Il faudra qu’il y ait des changements si l’on veut dissiper plus efficacement les doutes relatifs aux effets des traitements. Certains d’entre eux, en particulier la plus grande implication des  patients   sont abordés plus loin dans cet ouvrage . Cependant, nous souhaitons insister sur une question précise, évoquée ci-dessus.

Lorsqu’il n’existe pas assez d’informations sur les effets d’un traitement, les connaissances
peuvent être développées en s’assurant que les cliniciens proposent uniquement ce traitement dans le cadre d’une évaluation formelle jusqu’à ce que l’on en sache plus sur son intérêt et ses éventuels inconvénients. Pourtant, certaines attitudes répandues, y compris des systèmes de réglementation de la recherche, découragent en réalité cette approche permettant de limiter les risques.

Ce problème vexa un pédiatre britannique il y a plus de 30 ans. Celui-ci fit observer de manière lapidaire qu’il avait besoin d’une permission pour donner un traitement à la moitié de ses patients (c’est-à-dire pour déterminer ses effets en donnant le nouveau traitement à la moitié des patients et le traitement existant à l’autre moitié dans le cadre d’une comparaison contrôlée), mais pas s’il souhaitait donner à tous le même traitement à titre de prescription standard. [25]

Ce contradiction continue de réapparaître régulièrement et décourage les cliniciens qui veulent réduire les incertitudes relatives aux effets de leurs traitements. De manière générale, l’effet est que les professionnels de santé peuvent être dissuadés de générer des connaissances à partir de leur expérience dans le traitement des patients. Ainsi que l’a fait remarquer le sociologue américain Charles Bosk : « tout est permis, tant que l’on promet de ne pas tirer d’enseignements de l’expérience. »

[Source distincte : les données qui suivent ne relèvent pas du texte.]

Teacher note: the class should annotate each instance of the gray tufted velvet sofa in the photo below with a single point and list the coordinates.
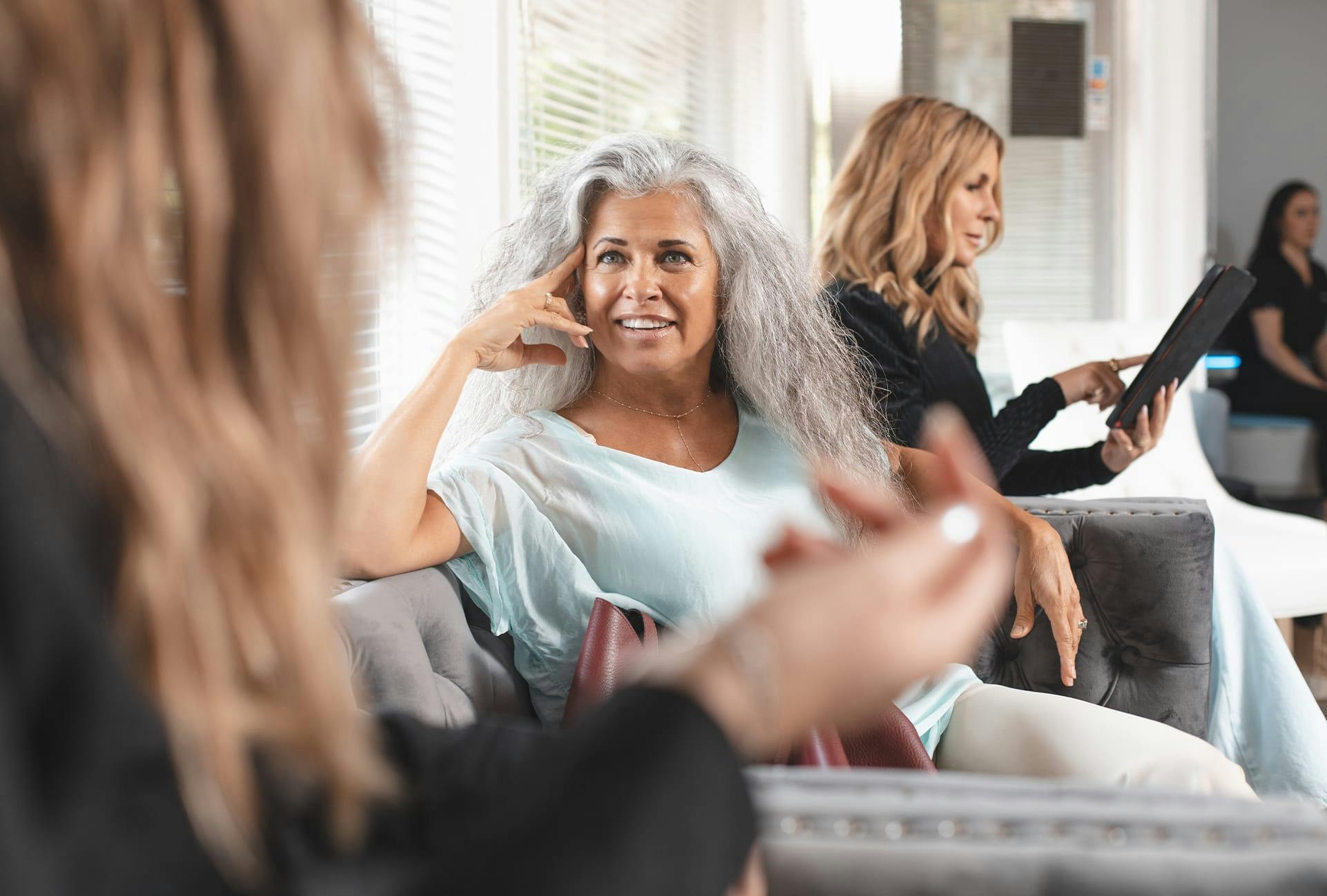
(1144, 572)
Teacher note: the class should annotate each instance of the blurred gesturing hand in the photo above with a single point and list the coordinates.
(1096, 382)
(495, 336)
(842, 630)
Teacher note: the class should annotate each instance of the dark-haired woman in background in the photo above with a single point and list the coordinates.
(1281, 336)
(1281, 333)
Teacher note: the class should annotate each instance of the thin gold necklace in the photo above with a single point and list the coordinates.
(676, 418)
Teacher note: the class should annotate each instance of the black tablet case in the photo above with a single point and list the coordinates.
(1192, 333)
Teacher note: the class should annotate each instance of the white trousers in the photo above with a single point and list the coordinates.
(1009, 732)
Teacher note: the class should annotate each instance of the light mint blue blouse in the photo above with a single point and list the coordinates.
(556, 520)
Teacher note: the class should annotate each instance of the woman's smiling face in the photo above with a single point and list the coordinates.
(650, 283)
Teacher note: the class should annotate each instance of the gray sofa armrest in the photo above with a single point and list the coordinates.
(413, 650)
(1143, 567)
(866, 831)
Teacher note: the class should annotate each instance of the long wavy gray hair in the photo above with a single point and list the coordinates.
(779, 347)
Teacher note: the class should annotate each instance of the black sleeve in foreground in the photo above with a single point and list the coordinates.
(889, 351)
(1006, 436)
(644, 795)
(1050, 473)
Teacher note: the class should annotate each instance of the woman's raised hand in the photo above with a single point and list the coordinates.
(495, 336)
(1124, 447)
(1096, 382)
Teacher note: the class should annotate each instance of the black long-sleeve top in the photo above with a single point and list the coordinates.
(909, 380)
(643, 797)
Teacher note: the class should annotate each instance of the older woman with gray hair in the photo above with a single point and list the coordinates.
(659, 382)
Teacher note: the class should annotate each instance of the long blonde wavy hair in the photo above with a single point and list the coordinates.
(171, 175)
(895, 184)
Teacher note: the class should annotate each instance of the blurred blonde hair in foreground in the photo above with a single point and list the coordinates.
(184, 352)
(896, 178)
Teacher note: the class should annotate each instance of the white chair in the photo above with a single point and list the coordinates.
(1284, 555)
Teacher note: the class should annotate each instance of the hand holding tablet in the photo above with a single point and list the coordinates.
(1190, 338)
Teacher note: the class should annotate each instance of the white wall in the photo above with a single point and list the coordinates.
(1272, 112)
(1163, 175)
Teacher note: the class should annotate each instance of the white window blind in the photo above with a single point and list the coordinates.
(416, 306)
(596, 67)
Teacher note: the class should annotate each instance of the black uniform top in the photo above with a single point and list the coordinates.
(1304, 313)
(644, 797)
(911, 380)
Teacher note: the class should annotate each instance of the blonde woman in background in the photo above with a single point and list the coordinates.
(916, 202)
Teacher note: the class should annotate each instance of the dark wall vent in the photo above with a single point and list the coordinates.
(1047, 67)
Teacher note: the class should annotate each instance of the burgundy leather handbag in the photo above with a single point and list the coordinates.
(614, 639)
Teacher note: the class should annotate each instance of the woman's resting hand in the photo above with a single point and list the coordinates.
(1043, 578)
(842, 630)
(494, 338)
(1125, 447)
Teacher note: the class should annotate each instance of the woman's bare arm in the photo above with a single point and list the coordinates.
(1042, 575)
(393, 523)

Expliquer l’incertitude exige clairement des compétences et un certain degré d’humilité de la part des médecins. Beaucoup d’entre eux ne se sentent pas à l’aise lorsqu’il s’agit d’expliquer à d’éventuels participants à un essai clinique que personne ne sais quel traitement est le meilleur. Toutefois, l’attitude de la population a changé : les médecins arrogants qui « se prennent pour Dieu » sont de plus en plus rejetés.

 

Nous devons nous attacher à former des médecins qui n’aient pas honte d’admettre qu’ils sont humains et qu’ils ont besoin de l’aide et de la  participation des patients dans la recherche pour apporter plus de certitude dans le choix des traitements. Le principal obstacle pour de nombreux cliniciens et patients est le manque de connaissance des caractéristiques des essais contrôlés des traitements, une question que nous abordons ci-après.